The remarkable thing about Grenfell cloth is that despite its near miraculous weather-resistant properties, it’s an entirely natural fibre, pure cotton, free from coatings or synthetic treatments, which is weather-proof simply thanks to its extraordinary density. The cloth takes the form of a super-tight gabardine woven with 600 threads per linear inch both in the warp and weft. Consequently, it keeps out the wind and rain effortlessly and yet breathes beautifully, more than making-good on Dr Grenfell’s belief that “you could not keep a statue warm by putting a fur coat on it; clothing must be windproof but must breathe.” The development of the original Grenfell cloth was no mean feat, taking several years of research and development; special yarns were required, which had to be spun from scratch, before the looms destined to weave the stuff were specially strengthened. Then the resulting cloth proved itself so naturally waterproof that it wouldn’t take on any dye. Finally, one fateful day in 1923, the code was cracked and Grenfell cloth was born.

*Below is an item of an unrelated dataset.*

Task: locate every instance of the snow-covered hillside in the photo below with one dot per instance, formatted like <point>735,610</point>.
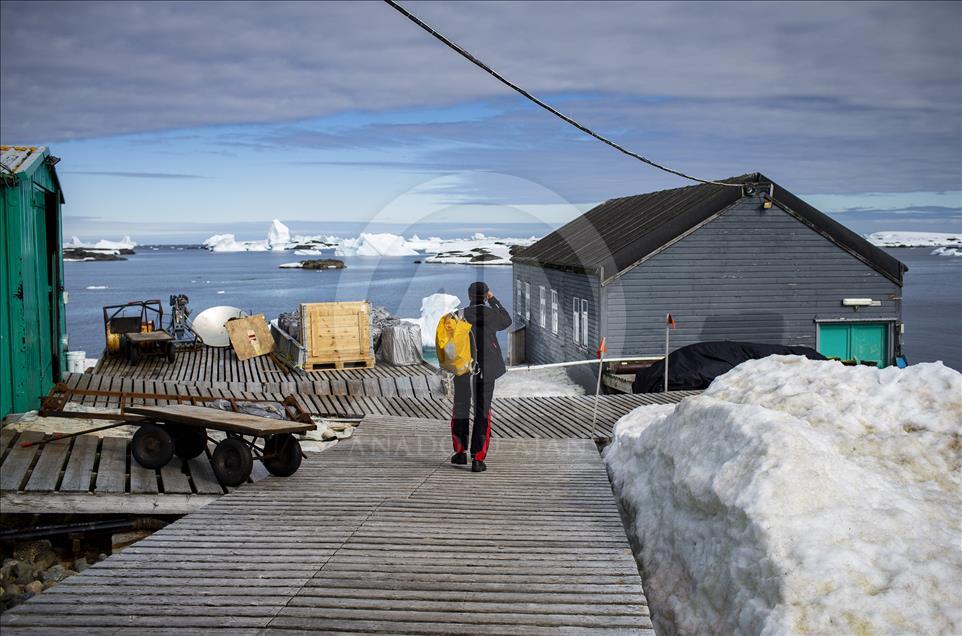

What better fabric then to cut The Rake’s inaugural collaborative trench coat in, The Grenfell for The Rake Weatherproof Despatch Rider? Drawing upon a pattern held in the Grenfell archives, the trench is a faithful replica of those imposing articles worn by runners and motorcyclists responsible for perilously running orders between the lines during WWI. The coat is something of a technical masterpiece, not only thanks to its navy Grenfell cloth composition (ideal for keeping the wind out when dashing between from forward to rear command on your faithful Norton), but also thanks to its impressive specifications. Apart from the obvious; its imposing length, generous double-breasted wrap and belted closure, the coat is equipped with military-grade brass snaps, designed to eradicate the possibility of buttons falling off and be easier to use when wearing gloves. The coat also features the requisite pair of storm flaps to keep the rain from penetrating the top of the coat or saturating the upper back and the all-important despatch pocket, which belies its use. A tartan detachable wool inter-liner woven in Scotland by Begg & Co. adds weight and warmth when required. For this special edition of the Grenfell dispatch rider, our coat has also been equipped with an enlarged collar for extra impact, covered in a black detachable fur over-collar, for those days that feel particularly arctic.
A garment of heroic proportions, handmade in London in a world-beating cloth (the recipe for which has remained unchanged for decades), this is a powerhouse of a trenchcoat, unique in its impact and robust composition. Only ten pieces have been produced and are entirely exclusive to The Rake. For those in search of a coat with a very definite sense of drama about it, we can think of nothing better this season.